Jack White
Boarding House Reach
- Third Man Records
- 2018
- 45 minutes
Cette semaine dans l’actualité, deux sujets qui sont flous, dont on ne parle que du bout des lèvres lors de conversations qui devraient être plus sérieuses, mais que l’on remet sans cesse à plus tard pour éviter de faire face au problème : La sécurité de nos données personnelles sur l’Internet et la carrière solo de Jack White.
Au milieu des années 2000-2010, alors que je blastais pour la 7345e fois le premier album des White Stripes sur la chaîne stéréo du salon avec des potes, mon ami Alex s’est exclamé : « Imagine comment ces tounes-là seraient meilleures avec un full band pis un vrai drummer! ». Sur le coup, j’ai souvenir d’avoir acquiescé. En y repensant par contre, j’ai réalisé que ce qui faisait en sorte que les White Stripes étaient un grand band, c’était justement le côté broche à foin assumé du duo. Avec la qualité du songwriting de Jack White, pas besoin de fioritures. Ce qu’on aime, c’est entendre la guitare faire un gros feedback un peu croche sur une mesure battue approximativement par Meg White, qui à l’air complètement « bored ». Je pense encore que c’est un des plus grands bands qui a existé au 21e siècle.

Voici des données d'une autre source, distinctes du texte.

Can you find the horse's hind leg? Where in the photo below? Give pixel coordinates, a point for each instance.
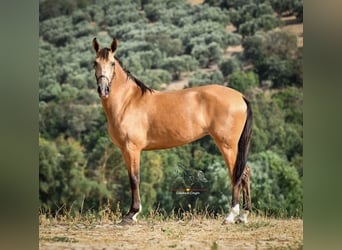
(247, 204)
(229, 153)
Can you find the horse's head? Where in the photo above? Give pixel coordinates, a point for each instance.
(104, 66)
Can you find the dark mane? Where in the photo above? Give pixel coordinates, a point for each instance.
(103, 53)
(139, 83)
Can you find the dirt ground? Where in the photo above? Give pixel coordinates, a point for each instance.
(259, 233)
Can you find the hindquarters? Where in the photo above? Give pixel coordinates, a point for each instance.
(231, 129)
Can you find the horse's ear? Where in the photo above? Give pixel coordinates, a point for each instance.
(114, 45)
(96, 45)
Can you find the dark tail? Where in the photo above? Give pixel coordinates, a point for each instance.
(243, 146)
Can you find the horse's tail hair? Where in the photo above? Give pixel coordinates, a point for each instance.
(243, 146)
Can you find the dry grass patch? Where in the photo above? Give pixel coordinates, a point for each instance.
(158, 233)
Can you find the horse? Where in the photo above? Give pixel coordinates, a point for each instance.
(140, 118)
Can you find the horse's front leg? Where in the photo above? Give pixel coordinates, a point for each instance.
(247, 204)
(132, 160)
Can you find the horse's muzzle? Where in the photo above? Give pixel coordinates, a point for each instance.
(103, 89)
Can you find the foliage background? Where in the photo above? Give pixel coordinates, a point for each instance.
(160, 42)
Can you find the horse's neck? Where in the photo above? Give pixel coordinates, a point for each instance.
(122, 90)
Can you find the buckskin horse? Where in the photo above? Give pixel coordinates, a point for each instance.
(140, 118)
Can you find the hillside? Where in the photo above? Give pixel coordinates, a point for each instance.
(163, 42)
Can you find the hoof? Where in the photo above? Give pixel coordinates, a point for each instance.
(126, 221)
(243, 218)
(228, 221)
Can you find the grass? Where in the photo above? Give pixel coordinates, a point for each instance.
(194, 230)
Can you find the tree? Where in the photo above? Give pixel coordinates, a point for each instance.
(276, 186)
(176, 65)
(243, 80)
(252, 17)
(275, 56)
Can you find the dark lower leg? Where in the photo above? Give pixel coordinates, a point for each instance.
(136, 203)
(245, 182)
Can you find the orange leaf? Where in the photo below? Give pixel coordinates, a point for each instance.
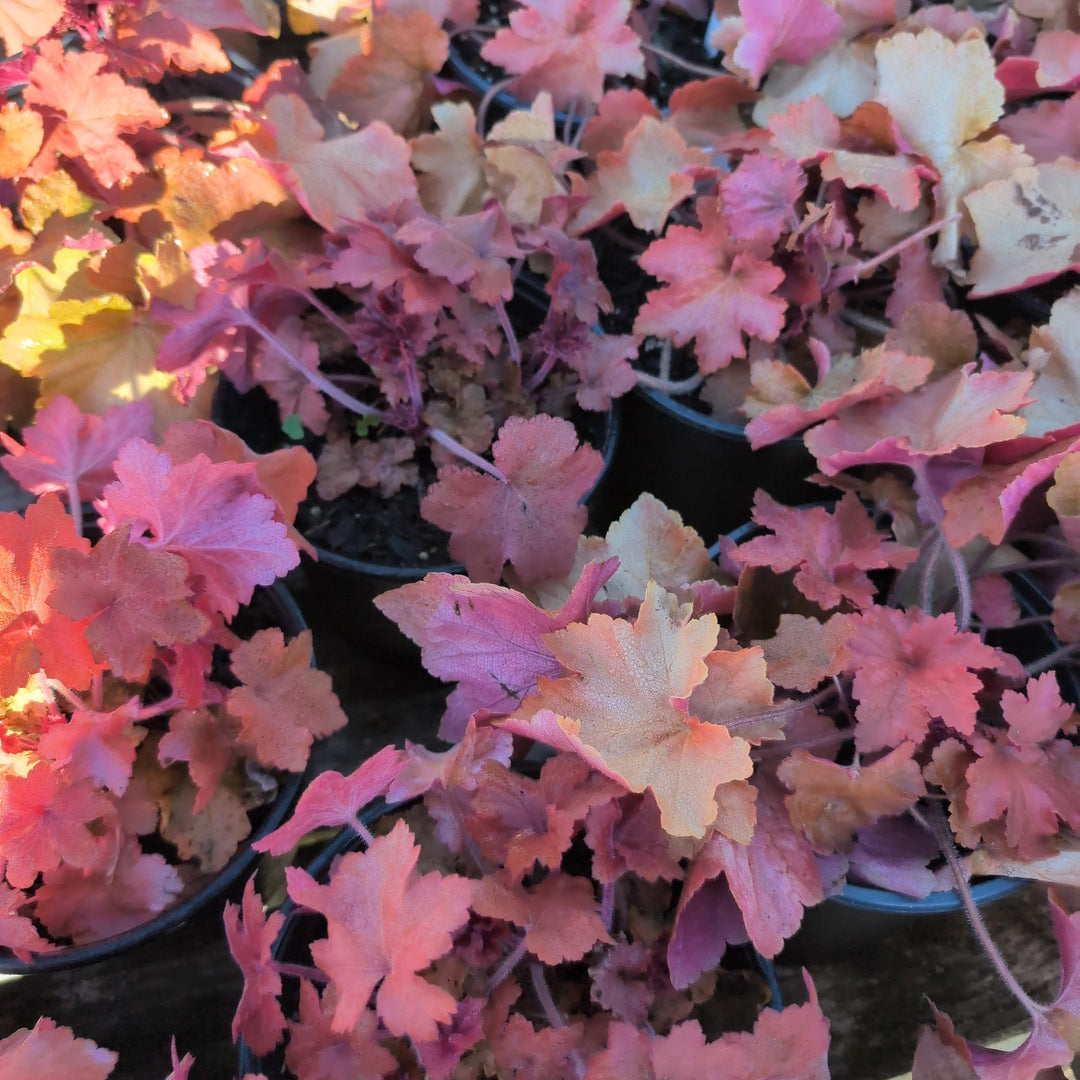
(92, 108)
(626, 707)
(831, 801)
(284, 702)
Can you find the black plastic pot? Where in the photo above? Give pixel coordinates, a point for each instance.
(871, 908)
(300, 927)
(270, 607)
(700, 467)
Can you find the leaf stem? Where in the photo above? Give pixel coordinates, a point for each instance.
(786, 710)
(1051, 660)
(851, 272)
(671, 387)
(551, 1012)
(607, 905)
(679, 63)
(502, 972)
(974, 917)
(485, 103)
(926, 491)
(508, 329)
(343, 397)
(300, 971)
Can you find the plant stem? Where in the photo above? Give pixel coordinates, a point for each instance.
(485, 103)
(851, 272)
(363, 832)
(332, 316)
(792, 706)
(502, 972)
(508, 329)
(342, 397)
(673, 388)
(316, 378)
(925, 489)
(865, 322)
(300, 971)
(607, 905)
(437, 435)
(975, 919)
(551, 1012)
(678, 62)
(927, 591)
(1050, 661)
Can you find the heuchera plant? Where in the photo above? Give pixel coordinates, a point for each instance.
(131, 712)
(51, 1052)
(505, 926)
(806, 718)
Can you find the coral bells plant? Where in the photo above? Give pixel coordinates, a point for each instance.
(144, 713)
(501, 926)
(842, 701)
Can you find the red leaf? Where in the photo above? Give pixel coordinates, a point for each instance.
(716, 291)
(910, 669)
(829, 552)
(284, 475)
(43, 820)
(118, 891)
(448, 779)
(88, 110)
(534, 520)
(71, 453)
(782, 402)
(133, 598)
(315, 1050)
(567, 48)
(517, 822)
(470, 250)
(486, 638)
(831, 802)
(961, 409)
(284, 703)
(212, 513)
(48, 1052)
(559, 915)
(17, 932)
(197, 736)
(386, 923)
(97, 746)
(760, 196)
(258, 1016)
(772, 878)
(793, 1042)
(333, 799)
(25, 22)
(792, 30)
(337, 180)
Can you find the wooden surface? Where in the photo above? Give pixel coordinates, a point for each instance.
(872, 979)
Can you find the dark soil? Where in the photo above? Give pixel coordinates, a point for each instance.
(361, 525)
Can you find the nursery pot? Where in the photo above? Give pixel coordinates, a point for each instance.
(859, 913)
(269, 607)
(294, 939)
(336, 591)
(701, 467)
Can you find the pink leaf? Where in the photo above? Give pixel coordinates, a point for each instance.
(212, 513)
(486, 638)
(69, 451)
(534, 518)
(333, 799)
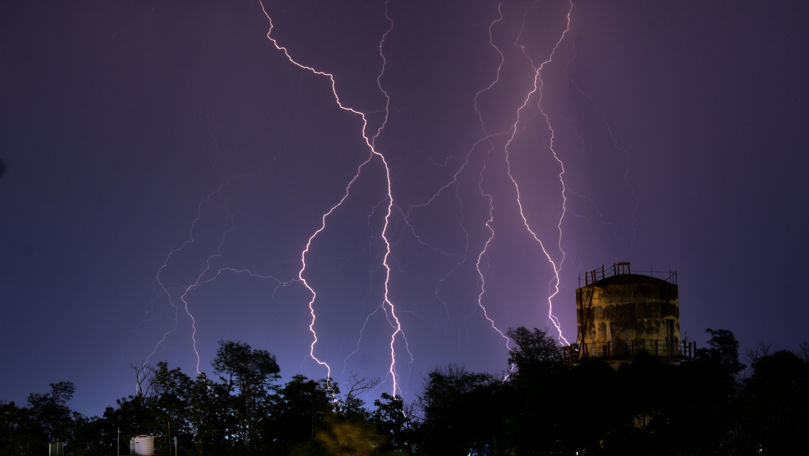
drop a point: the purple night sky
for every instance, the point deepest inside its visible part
(682, 127)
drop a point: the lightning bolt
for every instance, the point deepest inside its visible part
(158, 279)
(390, 308)
(487, 196)
(204, 277)
(537, 88)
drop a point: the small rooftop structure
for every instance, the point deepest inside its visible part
(620, 314)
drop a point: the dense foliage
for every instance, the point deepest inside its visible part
(703, 406)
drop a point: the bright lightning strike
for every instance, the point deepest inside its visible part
(374, 153)
(537, 89)
(158, 275)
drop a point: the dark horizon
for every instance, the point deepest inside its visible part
(680, 127)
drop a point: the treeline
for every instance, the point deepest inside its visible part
(708, 405)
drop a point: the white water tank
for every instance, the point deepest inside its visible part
(142, 445)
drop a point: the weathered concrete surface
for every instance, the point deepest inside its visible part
(627, 313)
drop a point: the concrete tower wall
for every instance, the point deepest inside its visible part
(623, 314)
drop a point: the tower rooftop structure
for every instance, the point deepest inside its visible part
(620, 314)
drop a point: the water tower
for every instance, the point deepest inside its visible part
(620, 314)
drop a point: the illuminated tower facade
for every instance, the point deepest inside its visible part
(620, 314)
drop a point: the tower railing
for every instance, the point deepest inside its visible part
(624, 268)
(662, 348)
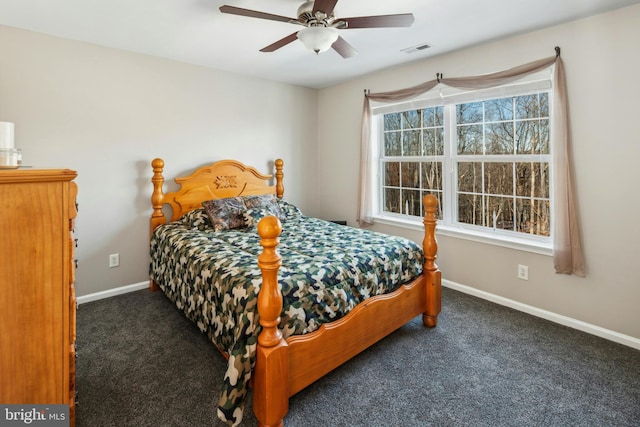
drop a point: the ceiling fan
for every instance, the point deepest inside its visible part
(321, 25)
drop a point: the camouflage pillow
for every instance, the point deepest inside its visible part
(253, 216)
(288, 210)
(264, 201)
(225, 214)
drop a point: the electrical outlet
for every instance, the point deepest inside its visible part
(523, 272)
(114, 260)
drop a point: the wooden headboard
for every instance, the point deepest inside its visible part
(225, 178)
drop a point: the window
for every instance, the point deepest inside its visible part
(486, 157)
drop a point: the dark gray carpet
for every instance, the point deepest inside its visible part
(141, 363)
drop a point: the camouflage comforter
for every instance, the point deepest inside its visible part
(327, 269)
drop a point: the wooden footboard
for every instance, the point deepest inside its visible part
(284, 367)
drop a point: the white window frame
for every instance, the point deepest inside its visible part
(449, 226)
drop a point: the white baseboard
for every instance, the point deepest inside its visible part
(112, 292)
(556, 318)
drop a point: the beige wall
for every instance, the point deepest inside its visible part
(602, 64)
(108, 113)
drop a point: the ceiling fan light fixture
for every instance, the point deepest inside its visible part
(318, 39)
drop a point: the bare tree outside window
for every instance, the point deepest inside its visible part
(499, 156)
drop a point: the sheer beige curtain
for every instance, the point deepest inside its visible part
(567, 244)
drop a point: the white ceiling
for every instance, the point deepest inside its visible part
(194, 31)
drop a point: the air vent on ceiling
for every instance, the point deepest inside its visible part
(417, 48)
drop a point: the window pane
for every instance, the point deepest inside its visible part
(392, 174)
(498, 178)
(433, 142)
(410, 174)
(411, 143)
(392, 121)
(499, 212)
(532, 179)
(411, 202)
(544, 144)
(498, 110)
(432, 175)
(544, 104)
(392, 200)
(470, 139)
(411, 119)
(527, 107)
(470, 209)
(533, 216)
(469, 113)
(470, 177)
(499, 138)
(392, 144)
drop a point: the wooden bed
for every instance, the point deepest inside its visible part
(284, 367)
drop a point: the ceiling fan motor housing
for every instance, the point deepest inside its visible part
(307, 18)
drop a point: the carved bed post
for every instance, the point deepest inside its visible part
(430, 270)
(279, 177)
(271, 373)
(157, 197)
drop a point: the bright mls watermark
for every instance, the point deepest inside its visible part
(36, 415)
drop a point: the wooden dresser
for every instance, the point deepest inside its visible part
(37, 298)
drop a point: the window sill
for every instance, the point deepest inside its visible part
(540, 248)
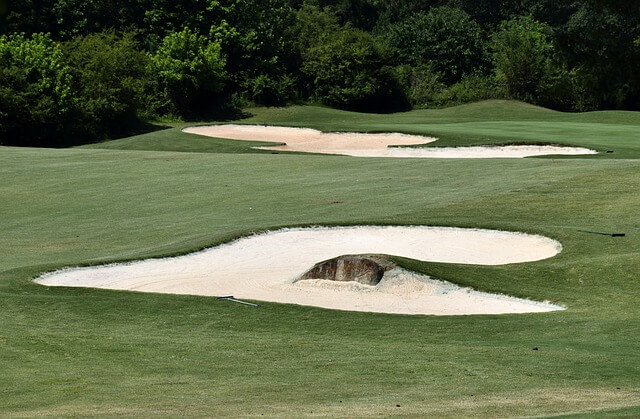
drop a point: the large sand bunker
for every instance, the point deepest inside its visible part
(371, 145)
(266, 266)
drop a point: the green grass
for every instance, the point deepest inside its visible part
(83, 352)
(492, 122)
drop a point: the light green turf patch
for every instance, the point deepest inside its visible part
(492, 122)
(79, 352)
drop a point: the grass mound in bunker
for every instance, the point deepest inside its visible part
(367, 270)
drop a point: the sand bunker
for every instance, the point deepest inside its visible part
(265, 267)
(371, 145)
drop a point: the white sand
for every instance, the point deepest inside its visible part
(265, 266)
(371, 145)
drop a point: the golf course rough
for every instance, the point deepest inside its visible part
(372, 145)
(267, 267)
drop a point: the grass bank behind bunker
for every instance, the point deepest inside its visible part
(92, 352)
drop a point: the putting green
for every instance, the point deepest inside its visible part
(80, 352)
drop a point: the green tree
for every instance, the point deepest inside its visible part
(350, 71)
(110, 77)
(525, 59)
(445, 38)
(601, 45)
(35, 90)
(191, 73)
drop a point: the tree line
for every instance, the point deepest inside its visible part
(78, 70)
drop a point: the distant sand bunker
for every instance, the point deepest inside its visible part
(265, 267)
(370, 145)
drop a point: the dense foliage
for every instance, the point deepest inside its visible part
(116, 63)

17 ans après ma découverte des White Stripes grâce à un pote du Cégep, il se passe quoi avec Jack White ? D’abord, sans parler de son travail au sein des Dead Weather et des Raconteurs, il a finalement fait un album de rock bien liché avec des vrais pros : le correct Blunderbuss. Ensuite, il est revenu à la charge avec le très moyen Lazaretto et ses chansons sur le pilote automatique. Cette année, il est de retour avec Boarding House Reach, un album qu’il va probablement détester lui-même dans 6 mois.
C’est que le Jack White d’aujourd’hui se sent aventureux. Alors qu’il vouait un culte inébranlable au vintage et à l’analogue, monsieur flirte aujourd’hui abondamment avec les logiciels de musique de type ProTools. C’est d’ailleurs le principal talon d’Achille de l’album, qui n’est au final qu’une longue suite de collages et d’expérimentations irritantes assaisonnées de paroles improvisées ou carrément écrites 5 minutes avant d’enregistrer. Pour vrai, à part Over and Over and Over, qui a un peu plus de tonus que le reste, toutes les chansons semblent être des B-Sides que le Jack White de 2003 aurait foutu aux vidanges sans regarder en arrière. Je ne m’attarderai pas trop sur les cas individuels, mais il faut savoir que le gospel sans substance de Connected By Love prouve que ce n’est pas donné à tout le monde d’être Nick Cave, que la pièce Corporation donne le goût de casser ses écouteurs tellement elle est vide et gossante en raison des grands cris de « scream queen » qu’on y entend à outrance, que les effets sci-fi pseudo-conceptuels de Get in The Mind Shaft donnent mal au coeur et qu’il y a beaucoup, mais beaucoup trop d’interludes absolument inutiles (comptez-en au moins 5). Bref, c’est triste à dire, mais ce disque est une perte de temps totale.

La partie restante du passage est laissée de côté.